The Process is Not The Goal

While a good, efficient process that breaks down silos and shares information is a good tool to use, developing the process is not the goal. The goal is to raise KPIs, increase conversions, increases sales, and to generally show ROI on the efforts of all the departments all across the organization. Even on an assembly line, the point is to make a good product, not to have a great assembly line.
Think about what it is you’re trying to assemble. Create a workflow that represents the best and easiest way to make all of those parts work together. Make the process repeatable and easily understood by all those involved. Be sure the workflow can be checked and reported on. Here’s the kicker, make sure you can understand how the system is effecting itself.
If you don’t know how one part is effecting another, and if you don’t know what is broken, then you won’t know what needs to be fixed, or what needs to be optimized and improved. When one thing is not going right, you do not want to go in and fix everything. Be able to break up the parts of the whole to see the one thing that is broken, and fix that.
“You only want to change the one thing that’s broken,” asserts Erin, “If your tail light is out on your car, you’re not going to replace the drive train and do an alignment and do all this other stuff that you don’t need to do. You only need to fix the tail light.”

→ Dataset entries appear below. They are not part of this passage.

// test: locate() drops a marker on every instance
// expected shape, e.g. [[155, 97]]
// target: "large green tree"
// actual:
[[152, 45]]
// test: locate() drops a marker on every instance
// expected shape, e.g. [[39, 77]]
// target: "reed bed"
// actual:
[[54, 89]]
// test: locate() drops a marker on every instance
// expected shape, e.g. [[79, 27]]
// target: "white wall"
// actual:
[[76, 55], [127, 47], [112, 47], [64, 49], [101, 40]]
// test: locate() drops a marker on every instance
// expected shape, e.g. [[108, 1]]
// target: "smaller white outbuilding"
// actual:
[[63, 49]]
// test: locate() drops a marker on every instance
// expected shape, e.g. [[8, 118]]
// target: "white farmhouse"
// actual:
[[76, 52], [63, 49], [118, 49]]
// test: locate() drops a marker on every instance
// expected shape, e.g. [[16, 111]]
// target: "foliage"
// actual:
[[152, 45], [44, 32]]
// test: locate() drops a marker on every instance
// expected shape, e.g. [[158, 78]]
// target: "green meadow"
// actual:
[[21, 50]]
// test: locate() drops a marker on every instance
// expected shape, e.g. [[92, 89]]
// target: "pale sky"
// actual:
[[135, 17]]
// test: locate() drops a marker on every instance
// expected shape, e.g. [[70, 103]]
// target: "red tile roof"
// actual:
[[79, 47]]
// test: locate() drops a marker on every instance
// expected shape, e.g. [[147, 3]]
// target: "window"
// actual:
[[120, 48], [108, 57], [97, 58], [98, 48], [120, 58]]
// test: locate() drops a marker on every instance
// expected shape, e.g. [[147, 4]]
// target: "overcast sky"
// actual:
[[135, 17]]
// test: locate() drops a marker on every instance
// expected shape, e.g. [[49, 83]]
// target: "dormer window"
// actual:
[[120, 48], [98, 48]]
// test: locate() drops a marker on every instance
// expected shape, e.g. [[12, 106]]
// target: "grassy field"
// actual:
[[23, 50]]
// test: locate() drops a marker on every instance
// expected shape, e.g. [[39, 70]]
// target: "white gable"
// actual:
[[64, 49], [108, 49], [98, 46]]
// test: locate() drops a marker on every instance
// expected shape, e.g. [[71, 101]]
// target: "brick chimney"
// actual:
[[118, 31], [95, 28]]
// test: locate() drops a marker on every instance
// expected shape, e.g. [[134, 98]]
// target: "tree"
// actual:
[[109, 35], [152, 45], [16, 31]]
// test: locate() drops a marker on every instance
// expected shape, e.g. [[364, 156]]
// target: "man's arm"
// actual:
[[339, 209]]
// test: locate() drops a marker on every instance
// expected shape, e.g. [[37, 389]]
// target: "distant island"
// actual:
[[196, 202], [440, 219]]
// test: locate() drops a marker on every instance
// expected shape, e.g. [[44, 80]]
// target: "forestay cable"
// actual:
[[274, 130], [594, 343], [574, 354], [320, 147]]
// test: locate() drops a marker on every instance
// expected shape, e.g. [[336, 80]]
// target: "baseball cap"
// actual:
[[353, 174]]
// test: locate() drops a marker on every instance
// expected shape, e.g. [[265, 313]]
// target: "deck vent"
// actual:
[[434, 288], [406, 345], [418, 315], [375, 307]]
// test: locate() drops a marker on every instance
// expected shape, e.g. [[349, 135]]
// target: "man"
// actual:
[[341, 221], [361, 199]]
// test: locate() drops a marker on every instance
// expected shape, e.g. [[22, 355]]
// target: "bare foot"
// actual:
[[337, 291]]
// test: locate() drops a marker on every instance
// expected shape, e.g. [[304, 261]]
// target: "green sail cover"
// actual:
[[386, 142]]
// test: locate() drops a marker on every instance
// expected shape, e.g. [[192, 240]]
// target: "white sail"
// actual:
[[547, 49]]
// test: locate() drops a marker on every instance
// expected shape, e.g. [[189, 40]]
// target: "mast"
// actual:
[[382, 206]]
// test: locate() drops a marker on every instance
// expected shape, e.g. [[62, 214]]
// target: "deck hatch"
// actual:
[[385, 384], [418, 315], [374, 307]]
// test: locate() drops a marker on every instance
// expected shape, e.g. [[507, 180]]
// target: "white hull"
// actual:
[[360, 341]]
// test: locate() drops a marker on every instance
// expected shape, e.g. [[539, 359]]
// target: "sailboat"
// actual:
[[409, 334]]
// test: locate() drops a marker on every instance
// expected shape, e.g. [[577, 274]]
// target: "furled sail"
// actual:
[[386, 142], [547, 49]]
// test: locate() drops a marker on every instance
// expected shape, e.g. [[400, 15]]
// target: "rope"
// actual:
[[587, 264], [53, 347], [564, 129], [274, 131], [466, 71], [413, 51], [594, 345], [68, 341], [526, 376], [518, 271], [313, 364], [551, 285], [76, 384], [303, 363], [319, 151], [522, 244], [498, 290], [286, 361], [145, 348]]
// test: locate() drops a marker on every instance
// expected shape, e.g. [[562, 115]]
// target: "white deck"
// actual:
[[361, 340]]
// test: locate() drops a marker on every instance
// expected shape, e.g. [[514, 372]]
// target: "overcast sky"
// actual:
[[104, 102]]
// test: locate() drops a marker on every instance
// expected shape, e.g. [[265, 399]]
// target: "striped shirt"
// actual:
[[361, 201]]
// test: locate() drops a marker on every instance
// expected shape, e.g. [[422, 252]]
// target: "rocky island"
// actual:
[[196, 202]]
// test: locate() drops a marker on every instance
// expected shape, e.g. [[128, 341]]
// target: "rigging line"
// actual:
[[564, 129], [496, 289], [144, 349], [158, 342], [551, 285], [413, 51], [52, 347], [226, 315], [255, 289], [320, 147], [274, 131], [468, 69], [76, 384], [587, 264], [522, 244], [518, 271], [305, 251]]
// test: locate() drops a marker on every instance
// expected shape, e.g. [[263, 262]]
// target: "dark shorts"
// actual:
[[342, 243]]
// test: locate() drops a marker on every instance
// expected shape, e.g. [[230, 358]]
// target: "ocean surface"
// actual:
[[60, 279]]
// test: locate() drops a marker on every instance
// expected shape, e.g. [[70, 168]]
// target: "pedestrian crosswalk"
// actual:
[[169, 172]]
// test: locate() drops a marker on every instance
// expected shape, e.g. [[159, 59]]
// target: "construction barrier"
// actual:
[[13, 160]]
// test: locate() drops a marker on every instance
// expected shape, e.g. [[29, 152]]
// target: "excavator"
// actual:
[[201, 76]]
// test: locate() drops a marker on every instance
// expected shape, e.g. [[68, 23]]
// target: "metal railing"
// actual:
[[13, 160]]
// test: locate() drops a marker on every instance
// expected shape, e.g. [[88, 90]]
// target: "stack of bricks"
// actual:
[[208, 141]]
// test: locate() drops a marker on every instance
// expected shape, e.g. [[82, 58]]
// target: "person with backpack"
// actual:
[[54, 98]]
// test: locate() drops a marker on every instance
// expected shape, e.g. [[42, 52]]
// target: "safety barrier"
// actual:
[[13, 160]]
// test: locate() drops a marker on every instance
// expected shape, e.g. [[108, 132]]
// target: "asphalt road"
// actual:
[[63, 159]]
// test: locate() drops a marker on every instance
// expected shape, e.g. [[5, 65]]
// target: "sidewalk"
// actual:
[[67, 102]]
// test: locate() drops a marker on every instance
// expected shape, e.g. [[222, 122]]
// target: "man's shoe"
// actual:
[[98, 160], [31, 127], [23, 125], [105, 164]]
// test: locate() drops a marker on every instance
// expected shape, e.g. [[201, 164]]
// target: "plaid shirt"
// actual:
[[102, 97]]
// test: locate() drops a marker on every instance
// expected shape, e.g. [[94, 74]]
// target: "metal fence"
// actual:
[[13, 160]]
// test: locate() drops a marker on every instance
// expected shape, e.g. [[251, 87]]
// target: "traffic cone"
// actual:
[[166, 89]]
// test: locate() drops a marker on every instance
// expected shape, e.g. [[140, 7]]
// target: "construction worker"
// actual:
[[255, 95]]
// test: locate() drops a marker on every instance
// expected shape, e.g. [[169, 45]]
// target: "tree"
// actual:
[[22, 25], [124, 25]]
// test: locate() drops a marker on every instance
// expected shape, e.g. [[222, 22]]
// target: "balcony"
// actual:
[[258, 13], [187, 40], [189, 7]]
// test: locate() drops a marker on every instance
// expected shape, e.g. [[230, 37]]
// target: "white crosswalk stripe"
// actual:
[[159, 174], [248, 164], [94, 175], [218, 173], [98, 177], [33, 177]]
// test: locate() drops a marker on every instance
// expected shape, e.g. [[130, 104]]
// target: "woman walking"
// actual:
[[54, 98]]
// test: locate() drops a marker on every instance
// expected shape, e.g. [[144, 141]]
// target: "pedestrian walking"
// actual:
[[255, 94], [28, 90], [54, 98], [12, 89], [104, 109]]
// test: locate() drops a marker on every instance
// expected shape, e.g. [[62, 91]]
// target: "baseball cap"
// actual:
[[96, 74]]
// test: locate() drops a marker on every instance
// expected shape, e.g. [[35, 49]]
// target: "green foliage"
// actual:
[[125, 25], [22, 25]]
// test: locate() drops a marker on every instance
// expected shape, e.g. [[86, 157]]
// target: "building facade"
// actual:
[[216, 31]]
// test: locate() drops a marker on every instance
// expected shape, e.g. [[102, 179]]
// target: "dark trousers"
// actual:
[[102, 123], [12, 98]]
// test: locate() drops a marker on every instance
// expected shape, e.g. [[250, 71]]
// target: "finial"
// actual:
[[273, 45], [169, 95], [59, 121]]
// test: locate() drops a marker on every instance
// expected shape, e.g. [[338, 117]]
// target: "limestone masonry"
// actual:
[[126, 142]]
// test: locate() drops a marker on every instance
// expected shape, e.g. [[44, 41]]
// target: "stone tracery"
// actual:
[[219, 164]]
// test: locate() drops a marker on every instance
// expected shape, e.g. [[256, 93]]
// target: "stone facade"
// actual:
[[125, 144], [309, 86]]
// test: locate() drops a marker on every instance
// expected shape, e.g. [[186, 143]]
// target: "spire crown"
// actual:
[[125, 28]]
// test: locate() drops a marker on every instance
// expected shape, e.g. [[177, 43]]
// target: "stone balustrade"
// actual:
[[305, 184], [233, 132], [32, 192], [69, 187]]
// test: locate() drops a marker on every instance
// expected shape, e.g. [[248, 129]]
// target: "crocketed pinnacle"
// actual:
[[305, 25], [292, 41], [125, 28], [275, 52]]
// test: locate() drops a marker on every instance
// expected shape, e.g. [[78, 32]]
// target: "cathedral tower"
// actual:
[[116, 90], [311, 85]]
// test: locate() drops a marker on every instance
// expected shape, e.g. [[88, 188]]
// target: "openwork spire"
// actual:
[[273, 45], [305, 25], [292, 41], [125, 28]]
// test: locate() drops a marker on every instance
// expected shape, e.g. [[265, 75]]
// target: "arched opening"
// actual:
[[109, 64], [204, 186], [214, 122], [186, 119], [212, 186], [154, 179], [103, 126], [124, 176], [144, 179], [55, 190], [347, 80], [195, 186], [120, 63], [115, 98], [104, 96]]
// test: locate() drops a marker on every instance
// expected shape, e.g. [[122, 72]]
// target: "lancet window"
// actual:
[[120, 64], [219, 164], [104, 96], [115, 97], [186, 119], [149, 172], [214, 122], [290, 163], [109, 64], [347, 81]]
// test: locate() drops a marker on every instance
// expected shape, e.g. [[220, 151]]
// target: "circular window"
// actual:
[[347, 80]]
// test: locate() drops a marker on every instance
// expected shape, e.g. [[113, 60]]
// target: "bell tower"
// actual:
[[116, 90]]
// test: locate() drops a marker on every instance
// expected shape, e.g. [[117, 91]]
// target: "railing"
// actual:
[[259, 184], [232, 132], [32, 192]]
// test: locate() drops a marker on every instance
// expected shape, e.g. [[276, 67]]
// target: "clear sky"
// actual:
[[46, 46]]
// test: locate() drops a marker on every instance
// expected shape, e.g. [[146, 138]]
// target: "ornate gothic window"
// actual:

The Cost of a Bad Workflow

Now that CMOs and VPs of Marketing are focusing on the workflow, tools are coming into focus as well. While having the right tools can optimize your workflow, it can also be expensive and time consuming as you have to migrate data, create integrations with other tools, and train the people in the organization how to use it correctly. Finding the right balance of adding in new tools and making the old tools work for you is something that organizations who are trying to create effective workflows are struggling with.
According to Ray, before deciding on new tools, brands need to decide two things. First, what are you hoping to gain from the new tool and second, who is going to be involved in the transition. “I usually recommend doing a pilot on a smaller scale and then expanding out from there, for a couple of reasons,” stated Ray, “One, no matter how good the tool or technology is, it’s always a huge challenge to try to do everything up front. The other reason is to make sure the tool is successful and to have the time to make it work for your purposes.”
Creating a pilot team has the added benefit of providing internal champions who will help roll out the process to the rest of the team and be available to provide training. The failure of organizations to integrate new tools and create effective workflows often comes from being too aggressive in terms of timelines and expanding things out. People who don’t have the background to understand what is required to integrate new tools and processes across organizational silos tend to underestimate the cost and time required.
Very large organizations, in particular, should consider rolling out new tools on a smaller scale first. Pilot teams and internal champions can begin to address objections and questions and explain why the new tools is working and what the organization can hope to gain by using it.

Back to Basics: Set Your Goals

Setting up a pilot for a new product and a new workflow begins with setting goals. Knowing what you expect to achieve by adding new tools and changing the process will help you to sell the process across the organization. Some examples of goals for a pilot might be:

  • Improved productivity
  • Improved efficiencies
  • Yield from workflow change

Having a very clearly laid out set of goals that can be measured at the end of the pilot will make a lot of people feel better about the choices and tool changes,” stated Erin. Not only is workflow one of the biggest challenges for marketers, it’s one of the things they hate most. Outlining the goals beforehand to explain how people in the organization will benefit, and how the organization as a whole will benefit, keeps the workflow alive and relevant.